How do you implement a cultural change transformation?
27.04.2018 at 20:36 h / Edited 06.07.2018 at 18:41 h
Alex Data Analyst
A company wants to initiate the implementation of a cultural change transformation. How do you build and run such a project in order to implement sustainable values and convictions?
Larry Helping Companies Grow: Retained Search, Relationship Management Coaching, and Executive Outplacement.
Question #1 is "who is driving the change." It can't be HR! HR can facilitate, educate, and schedule. But it can't be the driver. The driver has to be the CEO. And the first intervention has to be with the Board of Directors. If the Board becomes a role model for the culture the company seeks to show then it all flows downhill in a hierarchical system. Check boardoptions.com and google "Platform for Success" in PSYCHOLOGY TODAY. See our attached MIT SLOAN MANAGEMENT REVIEW on Board Self Evaluation as a first step in corporate culture change.
Once change is done at the Board level, then the CEO can point to the Board as a role model for what the CEO expects of employees.
If the Board says, "No Way!" Or the CEO says, "I'm not going there....." then you might find institutional culture change an intervention "full of sound and fury and signifying nothing."
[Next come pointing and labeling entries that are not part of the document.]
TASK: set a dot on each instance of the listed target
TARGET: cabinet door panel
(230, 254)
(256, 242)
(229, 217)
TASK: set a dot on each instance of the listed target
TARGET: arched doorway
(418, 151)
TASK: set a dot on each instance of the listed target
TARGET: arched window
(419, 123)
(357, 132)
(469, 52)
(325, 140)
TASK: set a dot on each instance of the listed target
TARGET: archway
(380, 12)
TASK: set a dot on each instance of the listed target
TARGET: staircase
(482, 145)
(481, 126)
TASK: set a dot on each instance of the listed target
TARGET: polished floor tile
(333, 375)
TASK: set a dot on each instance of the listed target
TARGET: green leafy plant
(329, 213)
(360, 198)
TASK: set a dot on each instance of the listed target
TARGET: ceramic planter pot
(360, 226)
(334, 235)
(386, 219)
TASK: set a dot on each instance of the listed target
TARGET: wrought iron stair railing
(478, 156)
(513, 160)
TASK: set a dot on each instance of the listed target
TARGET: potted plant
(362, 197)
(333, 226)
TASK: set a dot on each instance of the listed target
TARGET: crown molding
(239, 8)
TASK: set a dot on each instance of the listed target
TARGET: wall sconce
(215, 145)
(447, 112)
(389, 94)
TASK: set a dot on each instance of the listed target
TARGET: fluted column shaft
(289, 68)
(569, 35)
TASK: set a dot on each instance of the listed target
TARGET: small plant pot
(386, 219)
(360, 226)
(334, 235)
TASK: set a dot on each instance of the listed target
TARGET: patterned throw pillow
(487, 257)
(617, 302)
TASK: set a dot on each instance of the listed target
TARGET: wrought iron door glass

Nikola I study, apply and teach success strategies
For such a change I would follow the ADKAR model or the 8 step process for leading change of Kotter. They seem to cover all needed aspects and deal with resistance to change. Also there are some books that could help the transformation. My favourite ones are:
Who moved my cheese
Who killed change
The energy bus
Finally I would recommend also focusing on a strong change story that will lead the way and create a compelling vision.
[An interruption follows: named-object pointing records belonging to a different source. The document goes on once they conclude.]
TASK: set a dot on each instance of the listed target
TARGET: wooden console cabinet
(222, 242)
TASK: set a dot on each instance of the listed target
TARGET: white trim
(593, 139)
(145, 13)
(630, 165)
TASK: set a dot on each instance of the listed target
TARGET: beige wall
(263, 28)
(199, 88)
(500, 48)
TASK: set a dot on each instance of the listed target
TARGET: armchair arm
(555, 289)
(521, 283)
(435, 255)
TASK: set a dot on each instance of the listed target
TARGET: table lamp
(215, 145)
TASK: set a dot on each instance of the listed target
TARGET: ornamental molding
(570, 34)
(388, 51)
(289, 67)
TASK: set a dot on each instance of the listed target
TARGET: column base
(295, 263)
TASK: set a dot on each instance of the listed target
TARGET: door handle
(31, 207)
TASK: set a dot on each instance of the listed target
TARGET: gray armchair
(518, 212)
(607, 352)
Feel free to contact me if you need further details.
George George Lellis✔CIM Chartered Marketer for profitable brand and business growth ►Food & Drink | FMCG & OTC | Consumer Tech
Cultural Change transformation is nothing else but change management.
The change management plan can start with a situational audit, a segmentation of internal stakeholders on a much more systematic basis taking into account the typical 7S McKinsey Matrix so as to see where actually this change will be needed.
Later on, if you want to change the culture itself at its core, there are many models like the Paradigm or the Flower or even the Iceberg where you can run and validate them with the rest of your team.
The most important thing is to bring them on board.
Most change management plans do fail because the company moves ahead without keeping the employees engaged with the process.
So before planning, talking and jotting down individual inputs is far more helpful in the early days of planning.
Would that help at all to keep things going?
Chuck LEAN Business Consultant
Cultural transformation is an evolving and developing process of shifting a company culture that takes place based on the values and organization of your company.
The reward? A thriving, values-driven company culture that drives sustainable success.
A cultural transformation requires taking an introspective look at your company and making changes to you shape your policies, commitments, processes, and behaviors, so they reflect the values and beliefs of your employees. The result of a successful cultural transformation process will be your employees knowing what your company stands for, what defines it, and what distinguishes you from other organizations, and thriving in such working environment.
A well-rounded cultural transformation will change the way your employees think, act and deliver your services and products to your customers. Every interaction should reflect your cultural values, from the first time that a customer makes contact with your company to the very end of the transaction.